La République dominicaine met en œuvre la campagne d'expulsion migratoire la plus agressive de son histoire moderne, tandis que le commerce bilatéral avec Haïti s'effondre structurellement de 63,8 % en deux ans.
Depuis octobre 2024, plus de 226 000 migrants ont été expulsés vers Haïti dans le cadre d'un dispositif institutionnel impliquant simultanément les forces armées dominicaines, la direction générale des migrations et les ministères de la santé et de l'intérieur. Ce n'est plus une campagne discrétionnaire — c'est une architecture d'État ancrée dans des structures bureaucratiques permanentes. La consolidation récente du chef d'État dominicain à la tête de son propre parti jusqu'en 2030, sans pression électorale immédiate et avec une croissance économique interne de 4,55 % au premier semestre 2026, supprime tout mécanisme de modération politique intérieure à l'horizon prévisible.

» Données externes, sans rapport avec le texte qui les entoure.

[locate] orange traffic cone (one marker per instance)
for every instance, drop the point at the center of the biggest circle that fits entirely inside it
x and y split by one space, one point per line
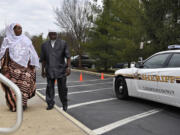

La trajectoire économique bilatérale confirme un découplage structurel avancé. Les exportations dominicaines totales vers Haïti ont chuté de 32 240 millions USD en 2024 à 11 686 millions USD en 2025 selon les données internationales de suivi commercial. Les zones franches enregistrent une contraction supplémentaire de 28,5 % au premier semestre 2026. L'effondrement des exportations de fer, d'acier et de textiles — les catégories les plus révélatrices — signale non pas une pause conjoncturelle, mais l'élimination de la demande haïtienne dans les secteurs de la construction et de l'habillement, secteurs eux-mêmes paralysés par le contrôle territorial des gangs sur environ 80 % de Port-au-Prince.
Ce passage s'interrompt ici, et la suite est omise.